About the Speaker:Murali Agastya is currently an Associate Professor at University of Sydney, while visiting the National University of Singapore, after being a permanent faculty member at University College London (1995-2000). From 2002-2006, he also held an Australian Research Fellowship. His research mainly focuses on theoretical and applied aspects of game theory -- applications include auctions, public goods and internal organization of the firm. The more theoretical aspects include decision theory for complex environments and modeling games without rules. His work has been published in
Economic Theory,
Games and Economic Behavior,
Journal of Economic Theory and
Review of Economic Studies. He is currently visiting National University Singapore.

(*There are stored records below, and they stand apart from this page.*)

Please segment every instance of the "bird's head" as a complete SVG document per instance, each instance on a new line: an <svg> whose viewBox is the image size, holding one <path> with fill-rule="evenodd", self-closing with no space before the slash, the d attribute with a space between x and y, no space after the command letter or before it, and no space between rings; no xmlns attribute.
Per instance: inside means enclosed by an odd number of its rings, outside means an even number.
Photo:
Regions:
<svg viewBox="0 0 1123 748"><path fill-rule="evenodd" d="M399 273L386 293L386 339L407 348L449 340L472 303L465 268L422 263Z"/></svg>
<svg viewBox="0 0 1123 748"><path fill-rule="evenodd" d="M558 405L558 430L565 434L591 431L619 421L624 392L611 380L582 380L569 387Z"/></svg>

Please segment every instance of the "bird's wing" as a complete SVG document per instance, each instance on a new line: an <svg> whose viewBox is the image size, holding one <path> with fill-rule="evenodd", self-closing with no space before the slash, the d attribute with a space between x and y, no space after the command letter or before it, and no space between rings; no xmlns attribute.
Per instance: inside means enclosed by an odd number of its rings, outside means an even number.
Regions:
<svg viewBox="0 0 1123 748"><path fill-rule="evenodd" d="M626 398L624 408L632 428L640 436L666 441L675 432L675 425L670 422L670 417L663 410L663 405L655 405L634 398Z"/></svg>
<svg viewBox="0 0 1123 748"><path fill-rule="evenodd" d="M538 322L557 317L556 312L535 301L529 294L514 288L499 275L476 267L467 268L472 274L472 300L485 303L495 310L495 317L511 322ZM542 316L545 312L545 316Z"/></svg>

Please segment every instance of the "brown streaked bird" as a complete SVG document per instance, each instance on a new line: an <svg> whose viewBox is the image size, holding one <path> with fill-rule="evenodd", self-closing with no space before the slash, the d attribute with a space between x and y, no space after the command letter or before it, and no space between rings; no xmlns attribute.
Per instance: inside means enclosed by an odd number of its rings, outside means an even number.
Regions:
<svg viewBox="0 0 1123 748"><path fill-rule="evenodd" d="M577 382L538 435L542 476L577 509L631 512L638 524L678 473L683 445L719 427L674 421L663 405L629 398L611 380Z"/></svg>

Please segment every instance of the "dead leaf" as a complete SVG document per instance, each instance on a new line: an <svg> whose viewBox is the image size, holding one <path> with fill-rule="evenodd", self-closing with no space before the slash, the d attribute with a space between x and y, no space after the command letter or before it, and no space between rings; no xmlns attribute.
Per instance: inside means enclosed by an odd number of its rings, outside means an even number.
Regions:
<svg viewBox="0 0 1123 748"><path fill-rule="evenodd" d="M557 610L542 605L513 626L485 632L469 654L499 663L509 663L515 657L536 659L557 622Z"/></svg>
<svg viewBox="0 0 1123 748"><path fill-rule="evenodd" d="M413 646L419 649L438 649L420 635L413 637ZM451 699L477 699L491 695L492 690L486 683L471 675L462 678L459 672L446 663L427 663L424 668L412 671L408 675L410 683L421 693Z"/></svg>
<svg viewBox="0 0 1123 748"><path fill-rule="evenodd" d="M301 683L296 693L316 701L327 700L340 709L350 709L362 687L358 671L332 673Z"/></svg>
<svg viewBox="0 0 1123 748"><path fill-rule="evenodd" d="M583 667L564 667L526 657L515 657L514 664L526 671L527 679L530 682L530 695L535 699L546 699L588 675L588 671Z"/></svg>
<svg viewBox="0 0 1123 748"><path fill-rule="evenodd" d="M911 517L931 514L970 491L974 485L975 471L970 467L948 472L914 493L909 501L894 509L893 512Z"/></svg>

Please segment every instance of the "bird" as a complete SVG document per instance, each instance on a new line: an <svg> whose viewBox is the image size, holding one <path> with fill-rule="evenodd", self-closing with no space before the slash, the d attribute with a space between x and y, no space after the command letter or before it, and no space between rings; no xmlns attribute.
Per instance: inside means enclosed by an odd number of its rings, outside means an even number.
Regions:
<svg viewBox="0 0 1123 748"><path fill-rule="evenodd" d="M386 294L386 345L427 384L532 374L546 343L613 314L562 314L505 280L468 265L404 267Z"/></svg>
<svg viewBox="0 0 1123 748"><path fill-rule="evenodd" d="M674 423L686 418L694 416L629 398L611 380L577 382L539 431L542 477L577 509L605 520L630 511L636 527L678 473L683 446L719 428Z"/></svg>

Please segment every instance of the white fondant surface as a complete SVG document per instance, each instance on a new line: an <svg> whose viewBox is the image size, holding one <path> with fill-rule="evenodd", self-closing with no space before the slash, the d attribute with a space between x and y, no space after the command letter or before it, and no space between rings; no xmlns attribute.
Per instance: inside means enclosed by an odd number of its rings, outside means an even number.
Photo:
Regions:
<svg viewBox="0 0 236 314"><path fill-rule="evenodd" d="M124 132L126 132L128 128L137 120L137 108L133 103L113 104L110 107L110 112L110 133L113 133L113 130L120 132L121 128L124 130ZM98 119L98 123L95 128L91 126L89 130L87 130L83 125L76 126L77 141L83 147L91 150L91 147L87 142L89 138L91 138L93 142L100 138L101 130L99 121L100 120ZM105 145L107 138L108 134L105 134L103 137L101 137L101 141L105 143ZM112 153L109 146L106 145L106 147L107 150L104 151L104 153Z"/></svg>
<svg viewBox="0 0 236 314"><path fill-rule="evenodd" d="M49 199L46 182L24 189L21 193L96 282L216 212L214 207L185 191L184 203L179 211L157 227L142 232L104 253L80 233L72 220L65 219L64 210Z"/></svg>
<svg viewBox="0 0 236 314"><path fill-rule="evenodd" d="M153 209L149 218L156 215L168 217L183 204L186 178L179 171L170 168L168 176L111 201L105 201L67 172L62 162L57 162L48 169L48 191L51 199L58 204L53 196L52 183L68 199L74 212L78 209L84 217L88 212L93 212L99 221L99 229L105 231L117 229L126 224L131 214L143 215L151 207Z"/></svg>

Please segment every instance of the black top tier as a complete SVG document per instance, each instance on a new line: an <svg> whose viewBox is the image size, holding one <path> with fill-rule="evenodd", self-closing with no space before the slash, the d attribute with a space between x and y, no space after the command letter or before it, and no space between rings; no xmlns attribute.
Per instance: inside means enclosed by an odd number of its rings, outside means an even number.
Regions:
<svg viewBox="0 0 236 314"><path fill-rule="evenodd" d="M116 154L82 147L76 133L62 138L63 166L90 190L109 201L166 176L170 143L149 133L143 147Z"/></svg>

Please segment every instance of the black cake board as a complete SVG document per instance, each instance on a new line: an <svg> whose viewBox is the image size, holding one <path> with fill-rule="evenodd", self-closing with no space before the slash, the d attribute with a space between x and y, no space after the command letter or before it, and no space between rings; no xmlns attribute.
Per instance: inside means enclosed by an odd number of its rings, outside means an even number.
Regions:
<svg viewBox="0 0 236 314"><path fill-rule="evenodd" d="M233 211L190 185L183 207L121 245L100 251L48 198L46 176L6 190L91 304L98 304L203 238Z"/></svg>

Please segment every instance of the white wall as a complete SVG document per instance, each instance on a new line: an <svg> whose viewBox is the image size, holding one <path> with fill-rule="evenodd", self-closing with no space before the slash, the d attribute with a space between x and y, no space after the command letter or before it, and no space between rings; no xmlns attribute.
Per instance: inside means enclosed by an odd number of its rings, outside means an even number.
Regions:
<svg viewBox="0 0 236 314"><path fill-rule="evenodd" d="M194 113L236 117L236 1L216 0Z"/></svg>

Abstract:Over the last decade firms have set aside increasingly significant amounts of resources to invest in so called team bonding activities, holding motivational sessions, professional retreats etc. Such activities are useful in conveying to an individual employee what the success of the team as a whole means to her peers. As such information is conveyed mainly without anyone taking costly actions, I call such activities in the language of game theory, cheap talk. Cheap talk plays an important role in reducing the free rider effect when there is incomplete information of each other's preferences. Information transmission also occurs through the transparency of peers’ actions during actual production. Observability of a peer’s (costly) actions can reduce some of the uncertainty for later movers about the prospect of being taken for a free ride. As one might reasonably speculate, each of these forms of peer activities are separately ibeneficial. The purpose of this paper is to demonstrate that observability of peers’ actions confounds the effects of cheap talk. Cheap talk is highly effective when agents’ choices are simultaneous but sequential choices actions may allow agents only to babble — cheap talk conveys no information. What is more, this has negative welfare consequences in terms of probability of project’s completion, total expected contribution and ex-ante Pareto dominance.